Maddi Tazminat Davası:

Taraflar tazminat miktarı üzerinde anlaşırlarsa sorun yoktur. Anlaşamazlar ise hak sahibi olan nişanlı diğer nişanlı aleyhine tazminat davası açacaktır. Dava, sorumlu nişanlının annesi, babası ya da onlar gibi hareket edenlere karşı açılamaz. Ancak sorumlu nişanlı ölmüşse davanın onun mirasçılarına karşı açılabilecektir. Hakim tazminat miktarını tespit ederken davacının da nişanın bozulmasındaki rolünü, yapılan masrafın davacının malvarlığı için hala arz ettiği değeri göz önünde tutacaktır.

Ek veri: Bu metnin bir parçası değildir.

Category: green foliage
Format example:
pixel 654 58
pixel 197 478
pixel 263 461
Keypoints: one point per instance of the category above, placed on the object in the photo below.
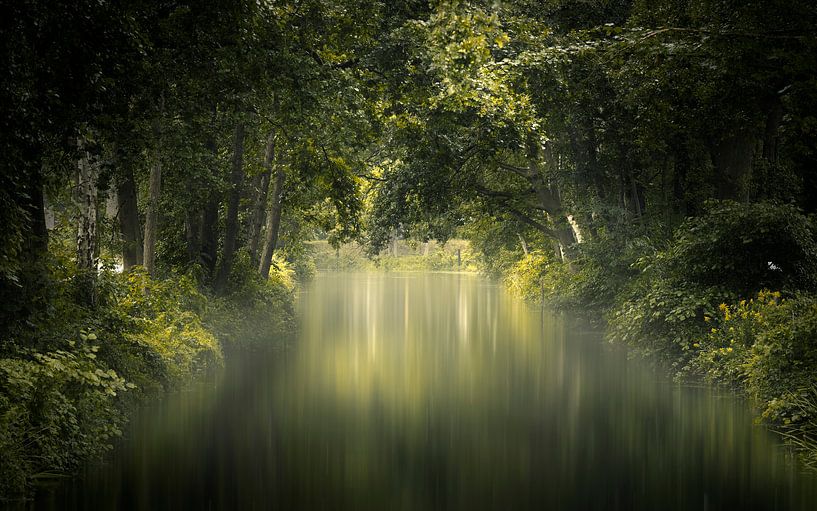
pixel 254 312
pixel 767 345
pixel 713 259
pixel 57 408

Manevi Tazminat ve Şartları:

1.Tazminat isteyen nişanlının kişilik hakkı bir zarara uğramış olmalıdır. Bu zarar, manevi tazminatın istenmesi haklı kılacak nispette olmalıdır. Özellikle nişanlılığının terk edilmesi onun şerefini yaralıyorsa, onu çevresinde küçük düşürüyorsa, kişisel hakkının zarara uğradığı söylenebilir. Uygulamada genellikle nişanlı kadının, erkek ile cinsel münasabette bulunduktan sonra, erkeğin nişanı bozmasında manevi tazminat verilmesine hükmedildiğini görüyoruz. Tabiki sadece bununla sınırlı değildir. Önemli olan manevi tazminatı haklı gösterecek derecede bir ihlalin olmasıdır. Nişanın bozulması sonucu her duyulan manevi acı tazminat sebebi değildir. Tazminat olarak uygun miktarda para istenebilecektir. Başka türde bir tazminat istenemez (özür dileme, kınama vs.)


Hediyelerin Geri Verilmesi:

Genellikle nişanlılar, nişanlanmanın doğurduğu yakınlığın  gereği ve karşı tarafı memnun etmek amacıyla çeşitli hediyeler verirler. Boşanma sona erdiğinde bu hediyeler verenler tarafından geri istenebilir. Hediye aynen ve mislen geri verilemiyorsa sebepsiz zenginleşme hükümleri uygulanır.

Zamanaşımı:

Nişanlılığın sona ermesinden doğan talep hakları, sona ermenin üzerinden bir yıl geçmekle zamanaşımına uğrar. Bu hüküm maddi ve manevi tazminat talepleri ile hediyelerin geri verilmesine de uygulanır.